A recent decision by the Federal Court of Appeal on a tax manoeuvre called the
Singleton Shuffle, has dealt a severe blow to investors' ability to write off
interest expenses when money is borrowed for the purpose of earning investment
income.
The Singleton move was named after Vancouver lawyer John Singleton's 2001
Supreme Court of Canada victory, which upheld the notion that if you have equity
in either your business or home, you can borrow against that equity for the
purpose of earning income and write-off interest charges.
Since that 1991 decision, Canadians who have non-registered investments have
been encouraged by financial advisors and tax planners to liquidate these
investments and use the proceeds to pay off their mortgage. The investor could
then obtain a loan secured by the newly replenished equity in their home, and
use the loan for the purpose of earning investment income, thus making the
interest on the loan fully tax-deductible.
The most recent case involved Earl and Jordanna Lipson, a couple who wanted
to buy a home.
Jordanna borrowed $562,500 from the bank and used the money to purchase
$562,500- worth of shares in the family's corporation from her husband. Earl
then used the $562,500 to buy the home.
The question before the court was whether the interest expense on the money
Jordanna borrowed to purchase shares from her husband was tax-deductible.
The Canada Revenue Agency attacked the Lipson case using the general
anti-avoidance rule (GAAR), an overarching rule in the Tax Act that can attack a
legitimate tax plan for being a misuse or abuse of the rules.
The CRA won its battle against the Lipsons last year in court, and won the
appeal this month.
What's interesting about this case is that the Federal Court of Appeal
actually agreed with each step of the Lipsons' transactions, including finding
that the interest was indeed tax-deductible since the proceeds were used for
earning income. However, when viewed as a whole, the court found the entire
"series" of transactions was abusive.
This is clearly troubling as it may preclude an individual from rearranging
his or her affairs in the most tax-effective manner.
And where does this leave the Singleton Shuffle?

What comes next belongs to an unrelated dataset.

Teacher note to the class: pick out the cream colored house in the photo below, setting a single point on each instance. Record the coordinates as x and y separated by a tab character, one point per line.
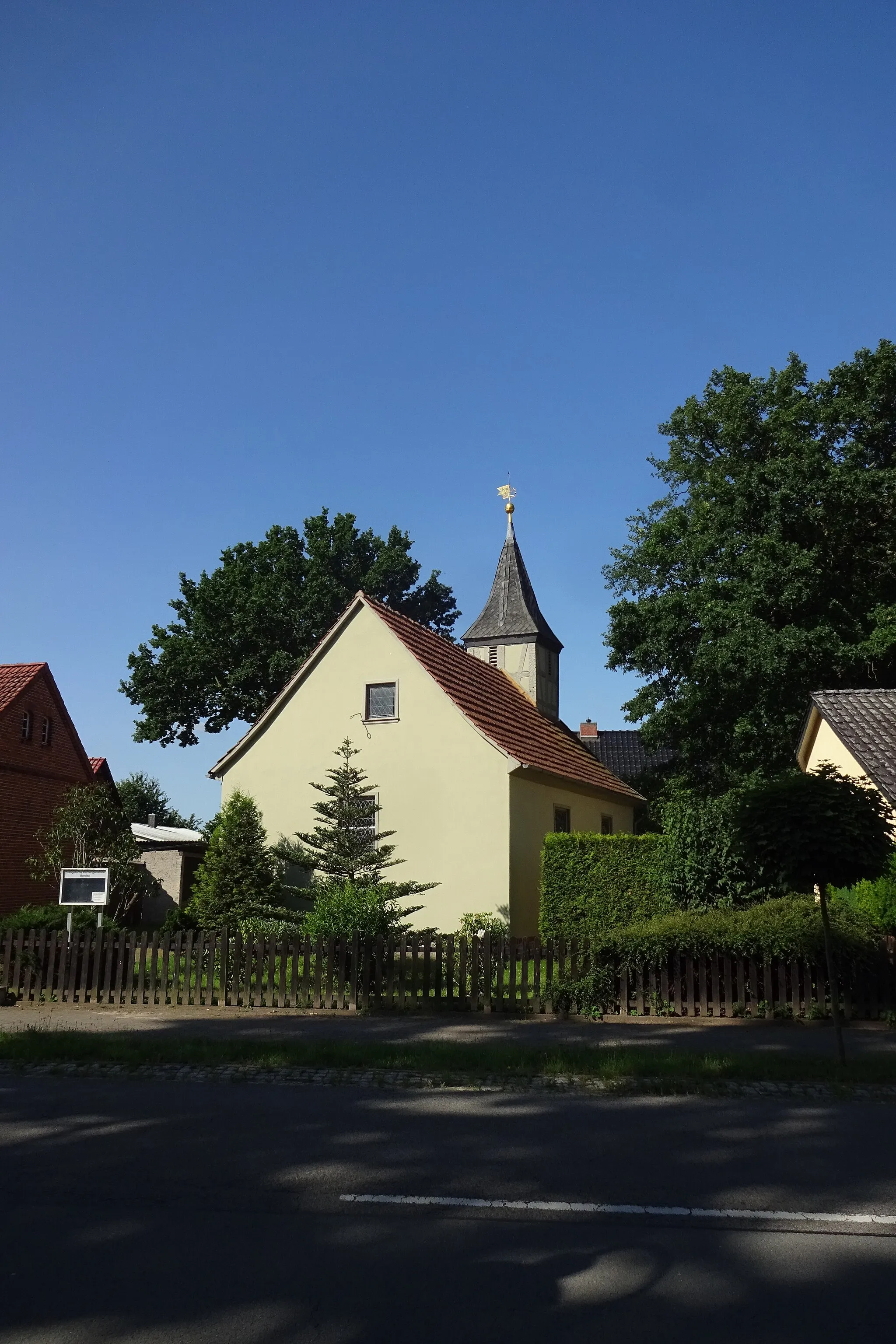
469	761
856	733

Al Meghji, a senior tax litigator with Oslers, who has successfully argued a
GAAR case before the Supreme Court, cautions investors to tread carefully.
"Although it is difficult to say that it is 'the end,' it certainly makes it
much easier for CRA to attack," he says.
David Spiro, a tax partner at Blakes, advises investors not to throw in the
towel.
"This particular plan clearly wasn't able to withstand attack by Revenue
Canada. Are there plans out there that could withstand attack? Sure."
Jamie Golombek, CA, CPA, CFP, CLU, TEP is the vice-president, taxation and estate
planning, at AIM Trimark Investments in Toronto.